The library alone and one small window on the ground floor were lit. I
crept up on the terrace and tried to peer in, but across each of the
library windows the curtains were too closely drawn. There remained the
small window at the end of the terrace. I crept on tiptoe towards this,
feeling my way through the darkness by the front of the house. Suddenly
I came to a full stop. I flattened myself against the stonework and
held my breath. Some one else was on the terrace. What I had heard was
unmistakable. It was the wind blowing amongst a woman's skirts, and the
woman was very close at hand.

I almost felt her warm breath as she stole past me. I caught a gleam of
a pale face, sufficient to tell me who she was. She passed on and took
up her stand outside that small end window.
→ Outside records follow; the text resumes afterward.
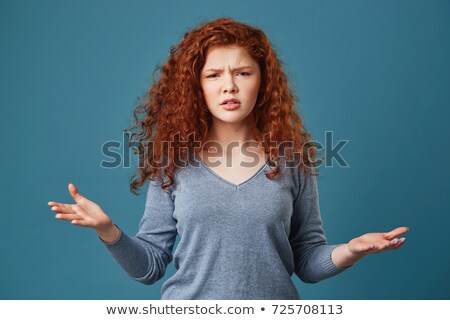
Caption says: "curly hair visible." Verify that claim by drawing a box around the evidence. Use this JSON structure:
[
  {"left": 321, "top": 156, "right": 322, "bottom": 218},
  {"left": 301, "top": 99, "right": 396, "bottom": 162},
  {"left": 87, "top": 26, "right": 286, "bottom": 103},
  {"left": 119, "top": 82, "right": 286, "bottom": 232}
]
[{"left": 125, "top": 17, "right": 316, "bottom": 194}]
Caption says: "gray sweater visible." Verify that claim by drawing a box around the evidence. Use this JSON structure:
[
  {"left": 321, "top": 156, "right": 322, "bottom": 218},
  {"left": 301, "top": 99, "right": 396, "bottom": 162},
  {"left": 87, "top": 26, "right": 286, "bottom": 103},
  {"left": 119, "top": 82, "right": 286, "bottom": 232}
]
[{"left": 105, "top": 156, "right": 347, "bottom": 300}]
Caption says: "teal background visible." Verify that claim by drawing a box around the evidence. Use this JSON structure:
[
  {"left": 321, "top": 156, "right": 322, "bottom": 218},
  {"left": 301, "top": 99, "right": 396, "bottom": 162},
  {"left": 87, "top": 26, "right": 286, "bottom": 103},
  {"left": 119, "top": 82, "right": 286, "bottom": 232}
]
[{"left": 0, "top": 0, "right": 450, "bottom": 299}]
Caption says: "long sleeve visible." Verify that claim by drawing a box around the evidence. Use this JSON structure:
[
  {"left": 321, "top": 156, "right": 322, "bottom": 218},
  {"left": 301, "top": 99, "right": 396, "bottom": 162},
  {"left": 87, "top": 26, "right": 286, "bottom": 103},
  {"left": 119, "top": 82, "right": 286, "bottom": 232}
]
[
  {"left": 289, "top": 168, "right": 348, "bottom": 283},
  {"left": 105, "top": 181, "right": 177, "bottom": 284}
]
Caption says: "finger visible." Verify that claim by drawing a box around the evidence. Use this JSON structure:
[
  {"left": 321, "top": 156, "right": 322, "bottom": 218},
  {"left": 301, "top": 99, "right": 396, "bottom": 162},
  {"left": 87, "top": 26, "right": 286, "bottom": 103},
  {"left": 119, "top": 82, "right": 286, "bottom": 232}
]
[
  {"left": 50, "top": 203, "right": 76, "bottom": 214},
  {"left": 55, "top": 213, "right": 82, "bottom": 221},
  {"left": 68, "top": 183, "right": 83, "bottom": 203},
  {"left": 371, "top": 240, "right": 390, "bottom": 253},
  {"left": 384, "top": 227, "right": 409, "bottom": 240}
]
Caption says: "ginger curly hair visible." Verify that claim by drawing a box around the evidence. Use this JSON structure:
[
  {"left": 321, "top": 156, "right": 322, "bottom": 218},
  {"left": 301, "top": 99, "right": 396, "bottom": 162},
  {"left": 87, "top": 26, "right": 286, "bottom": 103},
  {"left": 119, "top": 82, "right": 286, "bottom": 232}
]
[{"left": 125, "top": 17, "right": 317, "bottom": 194}]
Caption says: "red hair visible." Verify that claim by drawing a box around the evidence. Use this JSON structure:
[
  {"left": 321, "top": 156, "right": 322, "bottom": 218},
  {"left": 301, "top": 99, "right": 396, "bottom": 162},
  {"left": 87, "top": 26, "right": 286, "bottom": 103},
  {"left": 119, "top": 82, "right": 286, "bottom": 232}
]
[{"left": 125, "top": 18, "right": 316, "bottom": 194}]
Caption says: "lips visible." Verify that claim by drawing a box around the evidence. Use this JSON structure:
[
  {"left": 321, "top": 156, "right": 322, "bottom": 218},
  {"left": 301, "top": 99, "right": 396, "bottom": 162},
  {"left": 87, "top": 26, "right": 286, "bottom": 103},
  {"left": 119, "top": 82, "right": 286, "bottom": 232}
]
[{"left": 221, "top": 98, "right": 241, "bottom": 105}]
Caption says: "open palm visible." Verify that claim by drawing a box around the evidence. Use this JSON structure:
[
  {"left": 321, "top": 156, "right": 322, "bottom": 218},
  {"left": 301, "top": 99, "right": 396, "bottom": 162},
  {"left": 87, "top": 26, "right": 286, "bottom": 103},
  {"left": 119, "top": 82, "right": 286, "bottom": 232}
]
[
  {"left": 348, "top": 227, "right": 409, "bottom": 255},
  {"left": 48, "top": 183, "right": 112, "bottom": 231}
]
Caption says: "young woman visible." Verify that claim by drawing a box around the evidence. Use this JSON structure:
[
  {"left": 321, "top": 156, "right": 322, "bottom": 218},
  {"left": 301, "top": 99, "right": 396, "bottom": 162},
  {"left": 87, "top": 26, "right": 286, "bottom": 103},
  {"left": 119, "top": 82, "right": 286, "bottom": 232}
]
[{"left": 49, "top": 18, "right": 408, "bottom": 299}]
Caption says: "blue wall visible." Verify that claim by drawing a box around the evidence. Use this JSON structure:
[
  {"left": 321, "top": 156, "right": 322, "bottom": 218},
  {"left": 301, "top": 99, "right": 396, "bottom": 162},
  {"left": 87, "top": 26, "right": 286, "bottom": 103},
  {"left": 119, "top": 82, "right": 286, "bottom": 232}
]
[{"left": 0, "top": 0, "right": 450, "bottom": 299}]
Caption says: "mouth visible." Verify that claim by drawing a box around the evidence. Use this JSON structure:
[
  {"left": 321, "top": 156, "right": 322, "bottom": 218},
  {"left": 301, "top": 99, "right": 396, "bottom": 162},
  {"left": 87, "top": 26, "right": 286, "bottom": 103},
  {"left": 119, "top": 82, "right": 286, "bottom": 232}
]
[{"left": 220, "top": 98, "right": 241, "bottom": 105}]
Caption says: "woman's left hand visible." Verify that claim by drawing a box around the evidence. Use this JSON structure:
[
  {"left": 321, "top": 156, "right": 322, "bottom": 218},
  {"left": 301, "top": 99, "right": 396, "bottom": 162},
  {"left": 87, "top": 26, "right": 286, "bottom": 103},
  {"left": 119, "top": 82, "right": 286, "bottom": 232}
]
[
  {"left": 331, "top": 227, "right": 409, "bottom": 268},
  {"left": 348, "top": 227, "right": 409, "bottom": 256}
]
I, too, crept nearer to it.--About a yard away there was a projection of
the front. I stole into the deep corner and waited. A few feet from me
I knew that she too was waiting.

Half an hour, perhaps an hour, passed. My ears became trained to all
sounds that were not absolutely deadened by the roar of the wind. I
heard the crash of falling boughs in the wood, the more distant but
unchanging thunder of the sea, the sharp spitting of the rain upon the
stone walk. And I heard the opening of the window by the side of which
I was leaning.

I was only just in time. Through the raised sash there came a hand,
holding a packet of some sort, and out of the darkness came another hand
eagerly stretched out to receive it. I brushed it ruthlessly aside,
tore the packet from the fingers which suddenly strove to retain it, and
with my other hand I caught the arm a little above the wrist. I heard
the flying footsteps of my fellow-watcher, but I did not even turn
round. A fierce joy was in my heart. Now I was to know. The veil of
mystery which had hung over the doings at Braster was to be swept aside.
I stooped down till my eyes were within a few inches of the hand. I
passed my fingers over it. I felt the ring--

Then I remember only that mad headlong flight back across the park,
where the very air seemed full of sobbing, mocking voices, and the
ground beneath my feet swayed and heaved. I could not even think
coherently. I heard the motor go tearing down the road past me, and
come to a standstill at the turn. Still I had no thought of any danger.
It never occurred to me to leave the footpath and make my way back to
the "Brand," as I might well have done, by a more circuitous route. I
kept on the footpath, and just as I reached the little iron gate which
led into the spinney, I felt a man's arm suddenly flung around my neck,
and with a jerk I was thrown almost off my feet.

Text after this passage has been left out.